Before the end of the season an Irish Championship for National Hot Rods is staged at Raceway with Alastair Jackson the inaugural winner ahead of Ormond Christie and Robert Francey. Other Irish Champions for the season include a double success for the famous Robinson Bros. Racing Team – Noel in the Senior or F1 Production Cars and Robert in the Junior or F2 Production Cars, while John McGaffin retains the Irish Stock Car Championship.

Season 1978

The first full season of racing at Ballymena with Stock Cars, Formula 1 & 2 Production Cars and National Hot Rods on the programme. Star drivers of the era in the National Hot Rods are names such as Ormond Christie, Tyrell Arnold, Alastair Jackson, Leslie Dallas and Sticky Torrens. Stock Car top men include John McGaffin, Ian McKnight, Ian Murdock, David Muckle, Andrew Christie and Craig Orr. In the F1 or Senior Productions there are many great battles between the Robinson Brothers, Davy Evans, Jim Stewart, Norman Woolsey and Stevie Morrison, while the F2 or Junior Productions feature the likes of Norman Jess, Ian Greer, Tommy Martin and David Cherry.Raceway driver Ormond Christie wins the British title for National Hot Rods at Cowdenbeath, Scotland, the first major victory for an Ulster driver in the class.
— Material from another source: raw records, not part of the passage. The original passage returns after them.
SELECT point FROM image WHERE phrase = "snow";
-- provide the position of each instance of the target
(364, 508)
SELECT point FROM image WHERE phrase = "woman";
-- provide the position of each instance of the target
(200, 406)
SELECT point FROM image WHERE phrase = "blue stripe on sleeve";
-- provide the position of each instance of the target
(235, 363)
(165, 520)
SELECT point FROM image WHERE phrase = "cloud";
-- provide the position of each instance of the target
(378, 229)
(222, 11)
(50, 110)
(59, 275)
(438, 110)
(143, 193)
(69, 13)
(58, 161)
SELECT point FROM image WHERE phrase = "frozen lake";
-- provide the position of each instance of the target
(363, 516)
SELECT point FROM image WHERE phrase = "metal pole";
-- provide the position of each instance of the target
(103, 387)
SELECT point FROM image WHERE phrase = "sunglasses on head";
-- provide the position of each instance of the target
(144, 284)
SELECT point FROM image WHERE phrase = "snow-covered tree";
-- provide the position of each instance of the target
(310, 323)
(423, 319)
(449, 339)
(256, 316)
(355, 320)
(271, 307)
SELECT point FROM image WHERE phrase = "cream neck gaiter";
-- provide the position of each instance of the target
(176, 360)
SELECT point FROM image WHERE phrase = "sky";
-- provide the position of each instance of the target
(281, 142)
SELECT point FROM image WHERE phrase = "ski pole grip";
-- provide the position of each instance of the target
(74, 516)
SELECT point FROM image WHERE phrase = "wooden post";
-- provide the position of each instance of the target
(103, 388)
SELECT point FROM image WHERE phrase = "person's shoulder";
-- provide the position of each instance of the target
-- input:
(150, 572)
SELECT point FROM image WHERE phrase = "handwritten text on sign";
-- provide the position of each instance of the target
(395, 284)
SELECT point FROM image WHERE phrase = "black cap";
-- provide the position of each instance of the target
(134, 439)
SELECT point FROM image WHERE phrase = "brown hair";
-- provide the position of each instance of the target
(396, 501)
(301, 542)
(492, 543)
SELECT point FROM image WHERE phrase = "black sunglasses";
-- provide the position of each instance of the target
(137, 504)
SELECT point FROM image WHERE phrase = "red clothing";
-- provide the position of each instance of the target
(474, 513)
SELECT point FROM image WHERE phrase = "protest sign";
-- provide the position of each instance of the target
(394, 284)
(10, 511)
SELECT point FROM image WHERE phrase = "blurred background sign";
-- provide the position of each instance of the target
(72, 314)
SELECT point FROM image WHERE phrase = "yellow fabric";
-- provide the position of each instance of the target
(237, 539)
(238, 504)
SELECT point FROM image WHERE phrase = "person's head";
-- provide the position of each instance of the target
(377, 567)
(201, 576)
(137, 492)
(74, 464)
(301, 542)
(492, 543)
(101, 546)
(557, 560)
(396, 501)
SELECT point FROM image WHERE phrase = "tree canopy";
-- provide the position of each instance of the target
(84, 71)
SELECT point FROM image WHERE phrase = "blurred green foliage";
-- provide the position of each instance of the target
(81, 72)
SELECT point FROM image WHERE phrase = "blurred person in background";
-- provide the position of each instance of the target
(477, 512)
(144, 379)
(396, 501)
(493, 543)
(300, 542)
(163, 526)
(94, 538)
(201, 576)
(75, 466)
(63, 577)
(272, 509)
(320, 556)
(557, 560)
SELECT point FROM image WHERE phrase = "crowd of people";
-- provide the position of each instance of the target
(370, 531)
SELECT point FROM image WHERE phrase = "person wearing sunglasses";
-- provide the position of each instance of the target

Christie follows it up with victory in the Irish Championship at Raceway. Ian McKnight clinches his first Irish Stock Car title at Portadown, Robert Robinson follows up his win in the ’78 Junior title with a Senior Production Irish title at Aghadowey and Ian Greer is crowned the new Junior Champion. Ballymena Raceway is accepted as a member of the NHRPA.

Season 1979

Raceway is at the centre of controversy before the season starts as the Stock Car class splits in two. Ballymena continues to run under the existing 1300 G.T. rules, while Aghadowey and Portadown tracks change over to new rules allowing greater engine and carburettor modifications. The Senior Productions are renamed Super Saloons. World Champion Barry Lee is amongst a host of visiting National Hot Rod drivers who converge on Raceway for Round Two of the NHRPA Grand Prix Series. Local favourite Christie retires after a controversial clash with Geoff Cowley as Gordon Bland takes the victory ahead of Lee and Mick ‘Duffy’ Collard. Christie bounces back at Aghadowey on the Friday night to take victory in Round Three of the Series; lapping Lee’s works Opel Kadett in the process. Pete Stevens and Jerry Wilson are second and third. Lee, back in his customary Ford Escort, and Bland (now World champion) return to compete in the Irish Open National Hot Rod Championship in August. Raceway stages the qualifying heats before Lee retains the title at the Aghadowey Stadium staged final. Christie is in the wars again when his rapid Triumph Vitesse ends up in the fence three laps from the finish while challenging Lee for the lead. Christie retains his British crown at Buxton and the Irish title at Raceway. Gardiner McCluney wins the 1300 G.T. Stock Car Irish title at Raceway.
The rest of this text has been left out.